ペスカが楽しそうにしていると、俺も楽しくなる。でも、今だけは少し違った。未だに夢の事が頭の中から離れない。時々、「お兄ちゃん、聞いてる?」とぺスカが言って来る。
多分、『不安』なんだろう。『予知夢』なんて有りえない、仮に夢が現実になる事が有ったとしても、『あんなとんでもない現実』が起こるはずがない。そう考えても、一抹の不安は拭い切れない。
自宅につけば直ぐに出発だ。いつまでも変な夢に囚われていては、せっかくの旅行が台無しになる。だが、どうにも頭の中からモヤモヤとした物が無くなってくれない。
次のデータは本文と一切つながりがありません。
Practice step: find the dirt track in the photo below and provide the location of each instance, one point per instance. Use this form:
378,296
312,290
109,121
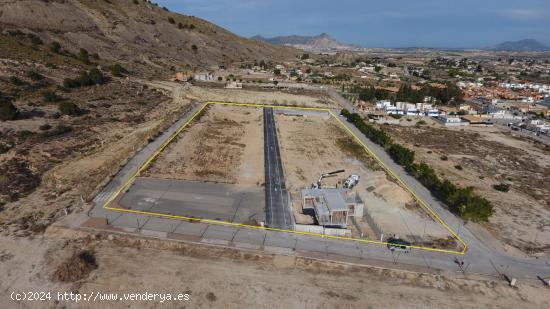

ただ、嫌な予感というものは、当たって欲しくない時に限って当たるもんだ。
自宅に着くと、交代でシャワーを浴び私服に着替える。そして旅行用の鞄を肩に担ぎ、玄関へと向かう。
その途中、ぺスカが目を瞑って小声で何かを呟いている。もし、俺が「何しているんだ?」と聞いていれば良かったのかも知れない。でも、ペスカは小さい頃から不思議な行動をする事が多い。だから、いつもの事とそれを軽く流してしまった。
玄関に辿り着くと、ぺスカはゆっくりと目を開ける。そして、俺はドアノブをガチャリと回す。その瞬間、ぺスカがニヤっと笑った気がした。
扉を開けると光に包まれ、俺とペスカを吸い込んでいく。光が消えると、そこは見知らぬ森の中だった。